Please ensure Javascript is enabled for purposes of website accessibility Chart to Watch: Perception vs reality for listed REITs - Janus Henderson Investors - Italy Professional Advisor (EN)
For financial professionals in Italy

Chart to Watch: Perception vs reality for listed REITs

Investors should take a closer look at listed REITs now given they can offer lower volatility and better earnings visibility versus broader equities, says Portfolio Manager Greg Kuhl.

Greg Kuhl, CFA

Portfolio Manager


9 Jul 2025
3 minute read

Key takeaways:

  • Investors may be underappreciating listed REITs’ current strength and stability, having avoided the asset class since the sharp falls in 2022 and erroneously grouping them with private REITs, some of which are still struggling.
  • Listed US REITs are once again fulfilling their role of providing healthy returns and predictable income.
  • Listed REITs have shown they can offer lower volatility and better earnings visibility versus broader equities, evidenced by the asset class’s predictable cash flows and resilience during the turbulent Q1 2025 earnings season.

Source: BofA and Citi research, Janus Henderson Investors analysis, as at 15 May 2025. Past performance does not predict future returns.

If a tree falls in the forest…

We believe the job of real estate investment trusts (REITs) in a portfolio is to provide healthy returns,  income, and diversification from traditional equities. As with the philosophical question of whether a tree falling in a forest makes a sound if there is no-one there to hear it, REITS as an asset class seem to have been forgotten by many investors, but is the asset class back to ‘doing its job’?

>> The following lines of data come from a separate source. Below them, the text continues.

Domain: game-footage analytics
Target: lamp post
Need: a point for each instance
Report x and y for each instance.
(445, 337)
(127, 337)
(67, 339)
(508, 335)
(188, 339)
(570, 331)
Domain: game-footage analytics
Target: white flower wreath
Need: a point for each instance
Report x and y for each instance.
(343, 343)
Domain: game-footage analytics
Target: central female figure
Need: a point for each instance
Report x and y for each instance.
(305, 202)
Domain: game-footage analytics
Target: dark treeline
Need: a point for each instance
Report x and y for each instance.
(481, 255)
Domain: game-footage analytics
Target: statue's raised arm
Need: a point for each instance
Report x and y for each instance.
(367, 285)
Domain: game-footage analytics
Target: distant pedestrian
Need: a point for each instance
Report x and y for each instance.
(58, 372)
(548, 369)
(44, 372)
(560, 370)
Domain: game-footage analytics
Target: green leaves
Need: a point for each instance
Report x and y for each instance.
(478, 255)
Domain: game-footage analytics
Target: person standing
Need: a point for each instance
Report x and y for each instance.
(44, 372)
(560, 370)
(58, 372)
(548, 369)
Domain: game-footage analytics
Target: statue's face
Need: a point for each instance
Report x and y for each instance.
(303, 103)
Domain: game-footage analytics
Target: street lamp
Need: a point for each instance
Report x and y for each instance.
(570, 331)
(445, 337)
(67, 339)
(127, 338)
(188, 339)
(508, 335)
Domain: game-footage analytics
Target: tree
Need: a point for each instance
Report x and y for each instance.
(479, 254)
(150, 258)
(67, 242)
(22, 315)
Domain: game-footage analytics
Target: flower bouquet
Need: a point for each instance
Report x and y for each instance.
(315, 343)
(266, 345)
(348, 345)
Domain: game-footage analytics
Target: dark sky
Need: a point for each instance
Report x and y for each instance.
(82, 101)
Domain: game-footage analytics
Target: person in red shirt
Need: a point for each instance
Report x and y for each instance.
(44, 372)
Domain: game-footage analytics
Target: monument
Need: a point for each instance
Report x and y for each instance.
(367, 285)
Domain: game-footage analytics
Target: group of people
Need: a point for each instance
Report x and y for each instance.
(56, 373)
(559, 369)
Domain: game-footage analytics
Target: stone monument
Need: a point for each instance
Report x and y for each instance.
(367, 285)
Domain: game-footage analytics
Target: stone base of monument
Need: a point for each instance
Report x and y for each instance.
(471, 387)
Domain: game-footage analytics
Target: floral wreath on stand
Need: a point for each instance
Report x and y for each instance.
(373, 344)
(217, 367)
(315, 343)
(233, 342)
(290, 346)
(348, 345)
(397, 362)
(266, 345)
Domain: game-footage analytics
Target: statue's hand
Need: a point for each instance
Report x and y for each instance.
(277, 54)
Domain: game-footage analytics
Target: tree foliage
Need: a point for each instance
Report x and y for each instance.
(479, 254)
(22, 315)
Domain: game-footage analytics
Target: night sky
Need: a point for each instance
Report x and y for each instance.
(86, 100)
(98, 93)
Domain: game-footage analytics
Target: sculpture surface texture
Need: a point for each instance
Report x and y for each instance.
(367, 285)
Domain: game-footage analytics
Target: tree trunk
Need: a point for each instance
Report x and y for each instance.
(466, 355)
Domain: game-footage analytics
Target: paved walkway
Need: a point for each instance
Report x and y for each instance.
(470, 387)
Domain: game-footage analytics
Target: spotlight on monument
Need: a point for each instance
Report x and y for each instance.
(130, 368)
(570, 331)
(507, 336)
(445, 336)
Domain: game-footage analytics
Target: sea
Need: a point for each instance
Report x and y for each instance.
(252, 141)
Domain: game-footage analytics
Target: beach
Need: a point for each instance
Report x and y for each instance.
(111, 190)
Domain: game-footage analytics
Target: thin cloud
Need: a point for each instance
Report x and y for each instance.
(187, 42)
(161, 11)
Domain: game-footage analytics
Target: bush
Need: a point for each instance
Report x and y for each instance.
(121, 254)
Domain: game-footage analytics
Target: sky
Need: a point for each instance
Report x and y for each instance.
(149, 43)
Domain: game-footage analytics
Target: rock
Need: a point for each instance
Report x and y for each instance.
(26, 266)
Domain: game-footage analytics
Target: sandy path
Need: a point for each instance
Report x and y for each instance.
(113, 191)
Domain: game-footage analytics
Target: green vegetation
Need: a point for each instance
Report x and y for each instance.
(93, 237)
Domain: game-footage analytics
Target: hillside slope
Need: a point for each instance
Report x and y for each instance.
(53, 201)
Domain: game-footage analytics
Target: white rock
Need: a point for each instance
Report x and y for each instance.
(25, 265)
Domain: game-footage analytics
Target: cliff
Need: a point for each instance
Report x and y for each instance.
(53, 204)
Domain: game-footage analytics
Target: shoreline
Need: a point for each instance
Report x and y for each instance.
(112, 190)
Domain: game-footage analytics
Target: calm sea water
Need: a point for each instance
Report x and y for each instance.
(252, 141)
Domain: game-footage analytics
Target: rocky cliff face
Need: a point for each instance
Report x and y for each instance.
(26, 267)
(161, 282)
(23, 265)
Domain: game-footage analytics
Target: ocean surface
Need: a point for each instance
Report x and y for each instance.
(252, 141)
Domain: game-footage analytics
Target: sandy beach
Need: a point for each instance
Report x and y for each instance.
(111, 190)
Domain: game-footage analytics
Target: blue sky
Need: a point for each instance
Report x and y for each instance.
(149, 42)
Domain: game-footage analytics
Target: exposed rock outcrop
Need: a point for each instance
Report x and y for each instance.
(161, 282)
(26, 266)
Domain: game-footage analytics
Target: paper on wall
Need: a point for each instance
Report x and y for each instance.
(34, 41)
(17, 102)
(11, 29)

We think most investors are still focused either on 2022, where listed REITs were downwardly repriced 30% in about six months in response to the Federal Reserve’s rapid-fire rate hikes. Or they conflate listed REITs, which ‘took the pain’ three years ago and are now ‘working’, with private REITs, some of which are still taking write downs or remain gated (limitations on redemptions). In fact, US REITs have delivered healthy returns in three of the four full post-COVID years, annualising 7.6% from 2021-2024.1

But how are REITs ‘working’ today? To give a couple of recent datapoints, US REITs have returned circa 9% over the 12 months ending 30 June 2025,2 which we believe is very healthy and is in line with the long-term performance of the asset class. The past twelve months have seen some volatility, but over this time frame, US REITs have delivered almost 200 bps lower volatility than the S&P 500 Index (16.5% vs 18.6%) and experienced a max drawdown of 14% vs nearly 17% for the broader equity market.3

The ability of US REITs to navigate the turbulent Q1 2025 earnings season, speaks to the merits of the asset class. The Q1 2025 earnings reporting cycle immediately followed President Trump’s ‘Liberation Day.’ In the face of uncertainty, many companies in the broader equity market either lowered or removed their 2025 full-year guidance. REITs generate revenue from rent collection, which are typically tied to long leases, translating into steady and predictable income streams that can typically be forecast with a high level of confidence. The REIT model provides such strong visibility that around 36% of listed US REITs raised guidance vs only 3% that lowered. No REITs pulled guidance. We believe this speaks volumes as to the predictability of REIT cash flows vis-à-vis general equities.

 

Greg Kuhl

1,2,3 Bloomberg. US REITs (FNRE) annualised total returns in USD from 2021 to 2024; FNRE vs broader equities (S&P 500) in USD terms 12 months to 30 June 2025. Past performance does not predict future returns. FTSE Nareit Equity REITs Index (FNRE): is representative of listed securities in the commercial real estate space across the US economy, excluding timber and infrastructure REITs. S&P 500® Index reflects US large-cap equity performance and represents broad U.S. equity market performance.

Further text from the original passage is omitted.